収益化のためには、多くのユーザーにPayPayで決済してもらう必要がある。そのためにはより幅広く、多くの加盟店を抱えていることが大前提となる。これまでPayPayは、基本的に初期費用や決済手数料、入金費用を無料にすることで、316万店舗以上の加盟店を獲得してきた。しかし今後、決済手数料が有料化されると、加盟店の解約が増える恐れがある。
「(手数料を)かけるタイミングは、3年前のサービス開始のときから決めていた」と桑原氏が語るように、PayPayは長期的なビジョンでビジネスを進めてきた。決済手数料の有料化による加盟店の解約を抑える施策も、検討しているという。
サービス開始から3年間、PayPayは加盟店を増やす一方で、ユーザー数も増やしてきた。18年12月の「100億円あげちゃうキャンペーン」や、21年3月のヤフーLINE経営統合を記念した「超PayPay祭」といった、ユーザーがお得を実感できる施策を展開。その結果、21年5月末現在の登録ユーザー数は3900万人以上に達する。
決済手数料を取る時期までにより多くのユーザーを獲得すれば、加盟店もPayPayをやめれば集客に影響が出ると考え、解約しづらくなる。だからこそPayPayはキャンペーンなどでユーザー獲得に注力してきた。また加盟店向けにも、ユーザーに対して店舗独自の情報を配信できる「PayPayマイストア」や、加盟店の目的に合わせて独自に発行しPayPay上で配信可能な「PayPayクーポン」といったサービスも提供している。加盟店にとって決済手数料を支払うことによる減収よりも、集客力のメリットのほうが大きいと加盟店に思わせる状況を作り上げてきたのだ。

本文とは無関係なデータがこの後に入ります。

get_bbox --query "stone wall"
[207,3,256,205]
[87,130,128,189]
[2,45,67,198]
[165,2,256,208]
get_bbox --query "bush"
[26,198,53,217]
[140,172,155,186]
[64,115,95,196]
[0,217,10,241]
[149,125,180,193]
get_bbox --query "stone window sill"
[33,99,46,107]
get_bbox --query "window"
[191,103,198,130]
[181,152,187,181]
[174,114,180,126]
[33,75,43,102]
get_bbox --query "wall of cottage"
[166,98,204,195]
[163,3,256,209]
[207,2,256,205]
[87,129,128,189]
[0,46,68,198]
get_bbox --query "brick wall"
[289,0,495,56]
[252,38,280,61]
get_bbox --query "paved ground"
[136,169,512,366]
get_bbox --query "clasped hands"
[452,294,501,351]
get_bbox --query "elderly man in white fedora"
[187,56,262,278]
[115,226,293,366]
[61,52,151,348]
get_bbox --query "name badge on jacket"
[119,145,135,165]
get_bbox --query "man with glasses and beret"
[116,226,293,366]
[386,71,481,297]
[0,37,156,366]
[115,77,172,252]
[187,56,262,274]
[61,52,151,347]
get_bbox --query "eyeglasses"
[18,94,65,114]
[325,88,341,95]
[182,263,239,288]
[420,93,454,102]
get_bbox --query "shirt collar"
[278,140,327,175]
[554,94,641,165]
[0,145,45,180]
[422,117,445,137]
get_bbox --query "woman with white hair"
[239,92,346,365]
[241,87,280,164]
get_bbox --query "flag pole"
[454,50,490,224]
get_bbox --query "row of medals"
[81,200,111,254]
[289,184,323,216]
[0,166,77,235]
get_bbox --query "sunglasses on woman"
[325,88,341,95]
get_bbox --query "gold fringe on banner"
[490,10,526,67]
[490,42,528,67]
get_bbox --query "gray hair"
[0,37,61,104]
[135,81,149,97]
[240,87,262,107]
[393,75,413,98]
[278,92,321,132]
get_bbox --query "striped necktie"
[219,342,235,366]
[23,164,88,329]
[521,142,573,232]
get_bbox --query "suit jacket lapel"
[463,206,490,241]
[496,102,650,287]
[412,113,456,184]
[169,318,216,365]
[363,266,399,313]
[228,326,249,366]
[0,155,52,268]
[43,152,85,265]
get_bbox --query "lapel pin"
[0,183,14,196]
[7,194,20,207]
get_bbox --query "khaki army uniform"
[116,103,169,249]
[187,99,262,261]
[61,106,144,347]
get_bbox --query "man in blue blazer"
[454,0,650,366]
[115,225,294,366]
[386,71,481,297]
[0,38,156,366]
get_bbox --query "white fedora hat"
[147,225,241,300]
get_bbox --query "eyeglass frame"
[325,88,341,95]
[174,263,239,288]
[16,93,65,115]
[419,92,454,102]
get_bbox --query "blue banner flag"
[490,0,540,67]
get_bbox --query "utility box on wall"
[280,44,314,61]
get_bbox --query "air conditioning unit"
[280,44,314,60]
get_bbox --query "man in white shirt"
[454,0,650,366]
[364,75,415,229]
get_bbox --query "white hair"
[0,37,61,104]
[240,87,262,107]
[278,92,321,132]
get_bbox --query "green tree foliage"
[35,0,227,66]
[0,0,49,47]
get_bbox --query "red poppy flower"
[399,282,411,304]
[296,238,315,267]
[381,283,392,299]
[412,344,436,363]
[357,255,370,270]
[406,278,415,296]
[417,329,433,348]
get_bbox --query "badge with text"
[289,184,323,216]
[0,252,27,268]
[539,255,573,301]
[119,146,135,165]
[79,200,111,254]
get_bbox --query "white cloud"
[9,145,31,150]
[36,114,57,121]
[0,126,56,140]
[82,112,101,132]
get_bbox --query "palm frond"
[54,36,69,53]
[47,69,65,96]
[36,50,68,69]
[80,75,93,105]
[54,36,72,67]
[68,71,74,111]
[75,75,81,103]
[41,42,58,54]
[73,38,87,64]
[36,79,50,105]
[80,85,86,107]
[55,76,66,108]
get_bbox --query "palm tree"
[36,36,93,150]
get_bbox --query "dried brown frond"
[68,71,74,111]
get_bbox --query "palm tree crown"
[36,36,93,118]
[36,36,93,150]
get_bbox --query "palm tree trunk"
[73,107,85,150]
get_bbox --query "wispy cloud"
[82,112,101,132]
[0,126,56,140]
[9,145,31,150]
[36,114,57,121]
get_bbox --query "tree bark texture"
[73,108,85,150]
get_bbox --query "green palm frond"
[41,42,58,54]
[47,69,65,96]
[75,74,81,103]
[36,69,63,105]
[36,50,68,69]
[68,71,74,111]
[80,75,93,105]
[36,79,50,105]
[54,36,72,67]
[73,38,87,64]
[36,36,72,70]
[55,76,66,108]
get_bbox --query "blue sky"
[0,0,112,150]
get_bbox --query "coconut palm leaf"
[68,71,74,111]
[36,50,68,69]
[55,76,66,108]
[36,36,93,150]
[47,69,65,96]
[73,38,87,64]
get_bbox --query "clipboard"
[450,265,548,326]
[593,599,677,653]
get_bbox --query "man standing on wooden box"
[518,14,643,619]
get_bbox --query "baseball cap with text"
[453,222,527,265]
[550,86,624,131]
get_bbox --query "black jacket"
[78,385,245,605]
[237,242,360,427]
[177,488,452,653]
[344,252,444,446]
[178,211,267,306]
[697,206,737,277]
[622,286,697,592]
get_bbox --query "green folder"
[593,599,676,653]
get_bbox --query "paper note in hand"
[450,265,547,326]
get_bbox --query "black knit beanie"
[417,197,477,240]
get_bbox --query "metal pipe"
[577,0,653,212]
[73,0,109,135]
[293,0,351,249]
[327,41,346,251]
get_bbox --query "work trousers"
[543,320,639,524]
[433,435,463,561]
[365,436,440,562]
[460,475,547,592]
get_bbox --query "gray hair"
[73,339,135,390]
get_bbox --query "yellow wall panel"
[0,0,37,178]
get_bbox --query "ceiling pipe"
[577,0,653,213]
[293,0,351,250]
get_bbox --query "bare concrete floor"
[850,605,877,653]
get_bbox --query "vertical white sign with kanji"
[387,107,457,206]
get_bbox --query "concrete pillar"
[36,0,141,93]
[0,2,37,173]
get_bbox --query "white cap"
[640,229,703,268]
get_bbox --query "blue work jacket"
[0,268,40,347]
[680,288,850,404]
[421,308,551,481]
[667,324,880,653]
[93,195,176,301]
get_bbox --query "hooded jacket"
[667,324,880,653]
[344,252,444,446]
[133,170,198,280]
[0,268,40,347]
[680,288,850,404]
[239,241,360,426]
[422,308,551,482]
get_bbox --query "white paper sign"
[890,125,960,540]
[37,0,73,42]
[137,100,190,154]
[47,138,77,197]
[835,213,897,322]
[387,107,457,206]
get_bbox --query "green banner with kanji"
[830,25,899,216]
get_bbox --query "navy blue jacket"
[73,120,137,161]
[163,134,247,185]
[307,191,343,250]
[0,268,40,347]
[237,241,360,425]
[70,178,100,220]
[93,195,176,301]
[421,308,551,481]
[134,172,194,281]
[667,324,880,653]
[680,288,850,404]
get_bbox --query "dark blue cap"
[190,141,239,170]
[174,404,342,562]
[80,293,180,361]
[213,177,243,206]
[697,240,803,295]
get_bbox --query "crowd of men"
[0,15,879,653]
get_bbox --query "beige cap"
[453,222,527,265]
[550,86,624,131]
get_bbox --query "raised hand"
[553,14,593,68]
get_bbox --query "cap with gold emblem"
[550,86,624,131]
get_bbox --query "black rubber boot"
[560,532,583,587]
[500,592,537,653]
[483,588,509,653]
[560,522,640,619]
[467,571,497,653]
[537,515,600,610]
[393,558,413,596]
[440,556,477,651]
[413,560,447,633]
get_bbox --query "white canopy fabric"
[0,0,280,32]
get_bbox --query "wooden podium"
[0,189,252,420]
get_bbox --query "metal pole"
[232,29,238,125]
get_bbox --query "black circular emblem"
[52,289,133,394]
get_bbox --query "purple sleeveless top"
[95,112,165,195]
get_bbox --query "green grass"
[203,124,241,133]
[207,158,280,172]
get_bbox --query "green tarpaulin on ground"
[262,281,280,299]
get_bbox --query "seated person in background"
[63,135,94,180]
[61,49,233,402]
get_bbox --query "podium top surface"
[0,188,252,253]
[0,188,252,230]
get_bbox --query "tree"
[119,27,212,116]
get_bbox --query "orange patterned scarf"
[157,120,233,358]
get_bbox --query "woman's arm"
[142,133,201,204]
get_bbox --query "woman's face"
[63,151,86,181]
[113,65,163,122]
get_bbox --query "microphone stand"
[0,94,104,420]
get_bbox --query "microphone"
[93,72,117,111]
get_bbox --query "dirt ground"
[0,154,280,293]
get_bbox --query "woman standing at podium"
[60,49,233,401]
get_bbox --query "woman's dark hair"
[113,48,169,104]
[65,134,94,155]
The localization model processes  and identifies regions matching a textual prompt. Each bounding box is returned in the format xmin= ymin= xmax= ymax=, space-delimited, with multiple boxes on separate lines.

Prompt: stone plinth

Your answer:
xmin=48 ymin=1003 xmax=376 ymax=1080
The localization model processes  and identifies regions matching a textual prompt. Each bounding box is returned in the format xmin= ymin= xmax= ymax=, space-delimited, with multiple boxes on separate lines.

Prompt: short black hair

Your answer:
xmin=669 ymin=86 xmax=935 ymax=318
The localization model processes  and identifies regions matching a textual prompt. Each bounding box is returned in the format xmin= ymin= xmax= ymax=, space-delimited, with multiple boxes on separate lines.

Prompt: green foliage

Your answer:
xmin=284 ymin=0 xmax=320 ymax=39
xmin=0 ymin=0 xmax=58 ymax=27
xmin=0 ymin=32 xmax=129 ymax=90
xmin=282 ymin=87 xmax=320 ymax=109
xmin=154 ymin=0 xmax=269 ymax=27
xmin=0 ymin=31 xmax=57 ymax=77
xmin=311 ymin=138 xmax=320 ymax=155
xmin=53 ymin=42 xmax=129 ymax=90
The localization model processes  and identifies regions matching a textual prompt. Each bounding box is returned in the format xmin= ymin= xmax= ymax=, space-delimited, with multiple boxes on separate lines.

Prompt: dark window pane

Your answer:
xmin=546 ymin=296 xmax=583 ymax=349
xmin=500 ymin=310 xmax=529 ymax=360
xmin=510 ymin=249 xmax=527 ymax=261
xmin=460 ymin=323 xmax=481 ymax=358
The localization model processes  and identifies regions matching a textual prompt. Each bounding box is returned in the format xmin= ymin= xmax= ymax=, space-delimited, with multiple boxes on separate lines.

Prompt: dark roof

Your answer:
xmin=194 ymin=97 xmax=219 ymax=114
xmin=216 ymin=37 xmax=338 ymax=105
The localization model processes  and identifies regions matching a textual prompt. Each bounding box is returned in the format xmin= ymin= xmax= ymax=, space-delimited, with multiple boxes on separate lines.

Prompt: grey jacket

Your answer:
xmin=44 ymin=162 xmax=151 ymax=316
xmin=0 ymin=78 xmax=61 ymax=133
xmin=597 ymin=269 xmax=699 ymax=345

3900万人超もの登録ユーザーを獲得したのは、もちろん先行投資による大型キャンペーンの効果が大きい。しかし特筆すべき点は、今なおユーザー数を伸ばし続けているPayPayのアプリ戦略だ。現金決済が主流の日本で、ここまで短期間でPayPayがユーザーに浸透したのは、加盟店の多さやお得さだけではない。アプリだからこそ実現できる機能や訴求方法で、新規ユーザーを獲得し、既存ユーザーを維持しているからだ。
「ないと不便」な状況を作り出す
PayPayが現在も会員数を増やし続けているのは、新規ユーザーに「PayPayがないと困る」と思わせるアプローチを強化しているからだ。
PayPayのアプリはユーザー同士で共有して使う際に、より利便性を感じられる機能を備えている。例えばユーザー同士で残高の送付や受け取りができたり、メッセージのやり取りを行えたりする機能だ。アプリで残高の送付や受け取りができれば、直接会って現金をやり取りする必要もないし、銀行へ行く手間も省ける。また1円単位から送金手数料も無料で送付できる。